Она безразлично кивнула и продолжила:

— А теперь я смотрю на то, как погибает вон там, на этих съемках, моя родина, и понимаю, что куда лучше помню ее древней экваториальной страной, чем Оританом вчерашнего дня. Мне страшно, что забудется всё, понимаешь? Всё. И то, зачем мы жили, и то, за что умирали… Что строили, чему радовались, о чем плакали… Нас просто вытрут из памяти этой планеты. О нас будут врать, что все, чем мы дышим — никогда не существовало. А мы станем уже другими, забудем о себе и не сможем заткнуть их лживые глотки, Сетен! И еще хуже — если мы сами же будем отвергать наше собственное существование. Лучше уйти в небытие, чем жить без памяти, без личности среди антропоидов, лишенных аллийского «куарт»…

— Мы вернем себе память. Эта война — зло, но она случилась из-за того, что тел стало больше, чем душ, и Природа исправляет ошибки, убирая лишнее. Это больно для всех нас, особенно для близких тех, кто погиб, но это в самом деле так. И когда дробление прекратится…

— А оно прекратится?

— Я не знаю. Но надеюсь. Так вот, когда дробление прекратится, «куарт» тоже обретут целостность и снова станут возвращаться в этот мир, чтобы Взойти…

— Твоя Природа уже исправила ошибки… пятьсот лет назад, — зло усмехнулась Ормона. — Только не знаю, какие такие «ошибки» она исправляла тогда! Теперь-то мы научены ее справедливостью и безошибочностью…

— Пойдем.

Он вытащил кристалл и повлек ее за собой. Она не сопротивлялась и заснула, едва коснувшись щекой подушки.

* * *

Паском выглянул из-за двери и поманил его к себе. Тессетен проковылял в кабинет.

Тихо работали непонятные приборы, окно было плотно закрыто синеватой шторой, а спящая Ормона лежала в устройстве, которое напоминало погребальную капсулу. Как же скоро ему придется вспомнить эту свою ассоциацию, когда ее капсула будет настоящей, и совершенная оболочка обратится в ничто, сожженная огнем Волчьей звезды…

— Всё плохо? — спросил он с порога.

— Чем дальше, тем больше восхищаюсь твоим оптимизмом, Сетен, — усмехнулся кулаптр.

— Значит, это не то же самое, что у ее матери?

— Нет, не то же. Это… — Паском хмыкнул, — это напоминает ситуативные отклонения психики.

— Что значит — ситуативные?

— Не постоянные. Например, как сейчас у Танрэй. И что особенно интересно: я спросил Ормону, когда она стала замечать у себя эти симптомы, и выяснилось, что они день в день совпадают с появлением этих же симптомов у жены твоего друга. Та жаловалась, что может выбросить вместе с мусором что-то важное, а потом рыться в его поисках, забывает самые простые понятия… В общем — ситуативные отклонения.
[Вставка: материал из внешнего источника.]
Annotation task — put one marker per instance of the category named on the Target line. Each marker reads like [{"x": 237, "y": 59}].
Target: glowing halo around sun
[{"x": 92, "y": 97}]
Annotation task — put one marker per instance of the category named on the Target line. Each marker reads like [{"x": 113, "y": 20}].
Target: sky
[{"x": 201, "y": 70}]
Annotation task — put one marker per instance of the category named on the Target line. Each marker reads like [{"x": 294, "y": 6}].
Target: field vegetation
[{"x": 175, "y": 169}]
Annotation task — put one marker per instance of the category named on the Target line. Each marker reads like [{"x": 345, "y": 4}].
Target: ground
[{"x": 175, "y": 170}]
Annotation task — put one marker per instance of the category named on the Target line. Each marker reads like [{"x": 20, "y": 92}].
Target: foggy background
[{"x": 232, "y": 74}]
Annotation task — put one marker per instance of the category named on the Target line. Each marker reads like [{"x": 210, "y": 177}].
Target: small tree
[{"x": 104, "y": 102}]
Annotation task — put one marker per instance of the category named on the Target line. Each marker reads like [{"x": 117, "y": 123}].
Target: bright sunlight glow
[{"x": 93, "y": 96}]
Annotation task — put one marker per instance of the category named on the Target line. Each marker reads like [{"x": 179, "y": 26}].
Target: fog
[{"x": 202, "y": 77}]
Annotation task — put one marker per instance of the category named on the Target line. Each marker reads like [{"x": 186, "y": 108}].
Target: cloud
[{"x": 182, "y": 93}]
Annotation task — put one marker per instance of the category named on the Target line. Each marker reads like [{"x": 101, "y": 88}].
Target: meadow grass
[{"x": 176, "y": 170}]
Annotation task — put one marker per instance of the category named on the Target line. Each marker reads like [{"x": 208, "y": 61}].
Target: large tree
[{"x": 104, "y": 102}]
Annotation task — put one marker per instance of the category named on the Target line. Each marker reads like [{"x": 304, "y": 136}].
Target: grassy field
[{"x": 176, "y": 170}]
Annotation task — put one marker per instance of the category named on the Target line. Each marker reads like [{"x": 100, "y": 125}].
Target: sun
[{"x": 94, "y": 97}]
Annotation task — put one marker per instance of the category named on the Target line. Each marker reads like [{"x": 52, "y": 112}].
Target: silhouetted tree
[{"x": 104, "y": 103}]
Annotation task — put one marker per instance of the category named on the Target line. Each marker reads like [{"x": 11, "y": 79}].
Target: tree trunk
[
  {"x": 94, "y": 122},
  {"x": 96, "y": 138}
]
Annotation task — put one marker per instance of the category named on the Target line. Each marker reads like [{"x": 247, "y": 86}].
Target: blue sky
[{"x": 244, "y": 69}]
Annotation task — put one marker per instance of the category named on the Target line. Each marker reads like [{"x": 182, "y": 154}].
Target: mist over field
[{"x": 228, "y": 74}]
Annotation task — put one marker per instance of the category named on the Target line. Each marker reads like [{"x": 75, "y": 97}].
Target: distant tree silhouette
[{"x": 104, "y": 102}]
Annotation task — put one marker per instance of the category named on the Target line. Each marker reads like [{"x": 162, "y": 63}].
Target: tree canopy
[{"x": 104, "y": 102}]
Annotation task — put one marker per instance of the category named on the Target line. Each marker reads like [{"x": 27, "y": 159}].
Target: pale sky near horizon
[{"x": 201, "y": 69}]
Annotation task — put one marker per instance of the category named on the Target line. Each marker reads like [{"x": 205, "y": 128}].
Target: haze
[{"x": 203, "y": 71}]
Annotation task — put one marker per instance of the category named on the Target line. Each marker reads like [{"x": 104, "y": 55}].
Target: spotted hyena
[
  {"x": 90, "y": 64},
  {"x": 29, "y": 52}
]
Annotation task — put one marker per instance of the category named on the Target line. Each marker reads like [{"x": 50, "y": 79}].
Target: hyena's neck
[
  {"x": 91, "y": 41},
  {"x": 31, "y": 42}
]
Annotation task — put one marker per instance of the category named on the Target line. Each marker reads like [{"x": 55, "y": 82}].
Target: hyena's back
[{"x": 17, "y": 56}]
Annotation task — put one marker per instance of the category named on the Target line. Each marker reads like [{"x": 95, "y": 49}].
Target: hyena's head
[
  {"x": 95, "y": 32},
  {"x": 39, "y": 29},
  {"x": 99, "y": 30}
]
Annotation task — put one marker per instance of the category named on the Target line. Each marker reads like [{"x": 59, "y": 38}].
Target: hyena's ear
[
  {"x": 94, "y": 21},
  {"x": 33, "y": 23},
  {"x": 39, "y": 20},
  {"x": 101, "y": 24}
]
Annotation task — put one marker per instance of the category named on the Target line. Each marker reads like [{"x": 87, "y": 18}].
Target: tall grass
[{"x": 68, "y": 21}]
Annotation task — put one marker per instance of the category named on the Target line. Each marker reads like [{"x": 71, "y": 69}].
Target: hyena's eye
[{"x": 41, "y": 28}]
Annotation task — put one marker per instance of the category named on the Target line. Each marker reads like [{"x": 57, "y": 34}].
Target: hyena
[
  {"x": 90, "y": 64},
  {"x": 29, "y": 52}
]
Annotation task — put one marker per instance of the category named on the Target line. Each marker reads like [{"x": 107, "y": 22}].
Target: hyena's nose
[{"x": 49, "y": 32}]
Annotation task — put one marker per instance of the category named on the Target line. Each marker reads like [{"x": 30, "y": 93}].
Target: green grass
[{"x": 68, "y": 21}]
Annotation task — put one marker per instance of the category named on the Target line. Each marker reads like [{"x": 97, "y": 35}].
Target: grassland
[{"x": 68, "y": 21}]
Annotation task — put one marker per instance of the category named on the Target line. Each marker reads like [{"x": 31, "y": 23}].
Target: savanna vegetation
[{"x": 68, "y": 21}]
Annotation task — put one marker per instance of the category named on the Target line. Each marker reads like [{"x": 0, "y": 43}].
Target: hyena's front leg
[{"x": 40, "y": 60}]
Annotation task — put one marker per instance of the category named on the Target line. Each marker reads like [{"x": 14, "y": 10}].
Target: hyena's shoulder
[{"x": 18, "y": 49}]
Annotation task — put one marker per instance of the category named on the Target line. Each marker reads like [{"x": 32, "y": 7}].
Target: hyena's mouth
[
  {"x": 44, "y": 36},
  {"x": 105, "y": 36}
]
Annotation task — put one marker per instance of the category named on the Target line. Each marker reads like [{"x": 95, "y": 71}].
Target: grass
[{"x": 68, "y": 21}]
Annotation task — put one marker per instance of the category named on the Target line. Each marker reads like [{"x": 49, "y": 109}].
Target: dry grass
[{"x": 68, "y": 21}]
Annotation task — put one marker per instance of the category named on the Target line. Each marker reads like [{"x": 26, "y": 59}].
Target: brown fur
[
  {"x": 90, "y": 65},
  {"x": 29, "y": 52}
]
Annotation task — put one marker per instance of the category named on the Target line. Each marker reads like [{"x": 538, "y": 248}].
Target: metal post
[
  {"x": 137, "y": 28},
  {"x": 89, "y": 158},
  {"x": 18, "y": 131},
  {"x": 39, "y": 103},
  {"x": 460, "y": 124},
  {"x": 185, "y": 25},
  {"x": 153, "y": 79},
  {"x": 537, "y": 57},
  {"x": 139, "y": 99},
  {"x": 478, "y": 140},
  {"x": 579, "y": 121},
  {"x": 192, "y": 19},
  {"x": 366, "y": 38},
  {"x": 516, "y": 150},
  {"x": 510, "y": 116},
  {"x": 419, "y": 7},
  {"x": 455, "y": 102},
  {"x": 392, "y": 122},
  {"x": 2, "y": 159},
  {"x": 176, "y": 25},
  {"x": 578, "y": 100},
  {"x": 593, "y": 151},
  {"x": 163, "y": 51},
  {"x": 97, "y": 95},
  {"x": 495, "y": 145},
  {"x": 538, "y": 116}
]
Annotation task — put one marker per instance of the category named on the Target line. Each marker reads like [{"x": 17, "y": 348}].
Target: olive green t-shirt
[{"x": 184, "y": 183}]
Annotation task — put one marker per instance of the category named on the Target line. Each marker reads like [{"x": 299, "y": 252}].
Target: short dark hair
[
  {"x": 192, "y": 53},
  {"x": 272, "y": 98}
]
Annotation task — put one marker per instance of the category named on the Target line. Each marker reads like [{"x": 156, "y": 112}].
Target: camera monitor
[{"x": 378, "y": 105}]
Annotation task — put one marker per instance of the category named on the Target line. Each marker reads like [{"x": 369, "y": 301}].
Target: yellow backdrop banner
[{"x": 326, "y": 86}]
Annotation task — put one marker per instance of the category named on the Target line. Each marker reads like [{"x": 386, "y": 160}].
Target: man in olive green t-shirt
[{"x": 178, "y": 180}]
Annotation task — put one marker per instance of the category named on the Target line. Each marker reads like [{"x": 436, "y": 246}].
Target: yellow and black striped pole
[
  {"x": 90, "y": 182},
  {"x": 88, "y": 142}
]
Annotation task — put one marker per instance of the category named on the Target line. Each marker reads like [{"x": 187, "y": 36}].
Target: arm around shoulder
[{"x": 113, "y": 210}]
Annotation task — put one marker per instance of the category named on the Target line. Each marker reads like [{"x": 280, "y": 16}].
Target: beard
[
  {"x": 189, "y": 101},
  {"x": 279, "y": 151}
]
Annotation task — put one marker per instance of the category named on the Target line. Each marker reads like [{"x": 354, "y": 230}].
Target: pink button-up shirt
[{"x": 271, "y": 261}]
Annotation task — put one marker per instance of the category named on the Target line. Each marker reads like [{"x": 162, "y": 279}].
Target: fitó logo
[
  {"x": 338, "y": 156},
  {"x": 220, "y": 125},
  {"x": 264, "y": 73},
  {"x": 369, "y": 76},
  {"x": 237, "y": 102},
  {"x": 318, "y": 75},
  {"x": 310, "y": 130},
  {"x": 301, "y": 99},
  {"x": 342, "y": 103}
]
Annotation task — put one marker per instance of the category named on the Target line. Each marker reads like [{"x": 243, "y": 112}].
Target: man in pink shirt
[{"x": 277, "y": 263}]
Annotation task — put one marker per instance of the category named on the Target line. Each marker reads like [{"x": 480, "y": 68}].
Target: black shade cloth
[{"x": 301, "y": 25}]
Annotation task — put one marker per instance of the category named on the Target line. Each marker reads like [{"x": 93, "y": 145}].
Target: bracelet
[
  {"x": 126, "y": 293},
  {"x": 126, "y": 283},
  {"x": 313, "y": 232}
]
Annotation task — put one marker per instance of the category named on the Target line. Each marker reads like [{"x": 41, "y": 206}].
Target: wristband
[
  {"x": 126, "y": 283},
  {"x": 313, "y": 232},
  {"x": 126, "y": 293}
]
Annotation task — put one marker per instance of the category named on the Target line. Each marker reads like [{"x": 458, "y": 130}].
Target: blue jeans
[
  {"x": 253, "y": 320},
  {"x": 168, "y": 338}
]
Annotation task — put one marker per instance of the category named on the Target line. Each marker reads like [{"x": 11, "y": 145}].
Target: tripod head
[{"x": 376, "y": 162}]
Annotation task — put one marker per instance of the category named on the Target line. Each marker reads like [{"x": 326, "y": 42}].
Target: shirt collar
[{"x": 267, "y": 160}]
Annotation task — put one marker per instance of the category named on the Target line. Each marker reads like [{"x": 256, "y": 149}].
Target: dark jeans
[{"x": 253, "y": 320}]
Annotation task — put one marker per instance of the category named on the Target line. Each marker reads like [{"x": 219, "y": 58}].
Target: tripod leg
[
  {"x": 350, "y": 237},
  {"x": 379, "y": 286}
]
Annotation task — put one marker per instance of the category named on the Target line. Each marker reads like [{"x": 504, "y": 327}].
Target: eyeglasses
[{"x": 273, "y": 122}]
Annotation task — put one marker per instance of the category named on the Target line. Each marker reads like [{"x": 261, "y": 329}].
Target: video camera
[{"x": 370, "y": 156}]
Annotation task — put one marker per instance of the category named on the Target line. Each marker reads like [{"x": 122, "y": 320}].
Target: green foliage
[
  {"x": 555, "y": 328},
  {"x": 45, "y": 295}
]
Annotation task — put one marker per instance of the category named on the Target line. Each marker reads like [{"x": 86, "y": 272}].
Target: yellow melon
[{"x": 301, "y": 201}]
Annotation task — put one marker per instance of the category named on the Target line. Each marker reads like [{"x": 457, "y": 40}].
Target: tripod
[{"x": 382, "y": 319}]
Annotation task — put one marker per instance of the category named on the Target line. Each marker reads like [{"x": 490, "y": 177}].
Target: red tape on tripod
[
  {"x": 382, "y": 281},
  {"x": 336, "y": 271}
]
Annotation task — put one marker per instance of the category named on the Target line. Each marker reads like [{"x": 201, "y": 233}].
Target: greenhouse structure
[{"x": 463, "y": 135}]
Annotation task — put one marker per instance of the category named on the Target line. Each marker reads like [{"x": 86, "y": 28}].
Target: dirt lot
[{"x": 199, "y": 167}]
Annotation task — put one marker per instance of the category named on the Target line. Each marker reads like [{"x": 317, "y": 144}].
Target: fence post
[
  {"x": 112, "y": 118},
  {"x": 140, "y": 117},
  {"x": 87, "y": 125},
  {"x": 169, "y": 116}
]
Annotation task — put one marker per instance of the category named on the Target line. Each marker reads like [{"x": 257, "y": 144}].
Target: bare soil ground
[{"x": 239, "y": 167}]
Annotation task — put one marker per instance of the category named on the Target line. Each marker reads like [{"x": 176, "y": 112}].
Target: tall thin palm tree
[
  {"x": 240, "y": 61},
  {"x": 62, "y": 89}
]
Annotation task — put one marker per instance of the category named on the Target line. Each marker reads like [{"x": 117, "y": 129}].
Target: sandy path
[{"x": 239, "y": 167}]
— И как это объяснить у моей жены? — мельком взглянув на неподвижную Ормону, спросил Сетен. — Насколько я помню, у нее такого не было даже в таком же состоянии, и с чего бы это сейчас?

Учитель пожал плечами:

— Если тебе нужно мое личное мнение, то думаю, это что-то психологическое…

— Симуляция?

— Симуляция, истерия, навязчивая идея. И ты знаешь причину.

Тессетен удрученно ссутулился:

— Никак не угомонится…

— Но я позвал тебя посмотреть кое-что интересное. Видишь ее энцефалограмму? — он развернул перед учеником длинный свиток, испещренный хищными зубцами. — А это — кардиограмма. Обследование происходило одновременно. Вот этот участок, — кулаптр обвел зубцы на той и другой распечатках, — период спокойствия… А вот здесь я произнес ее имя.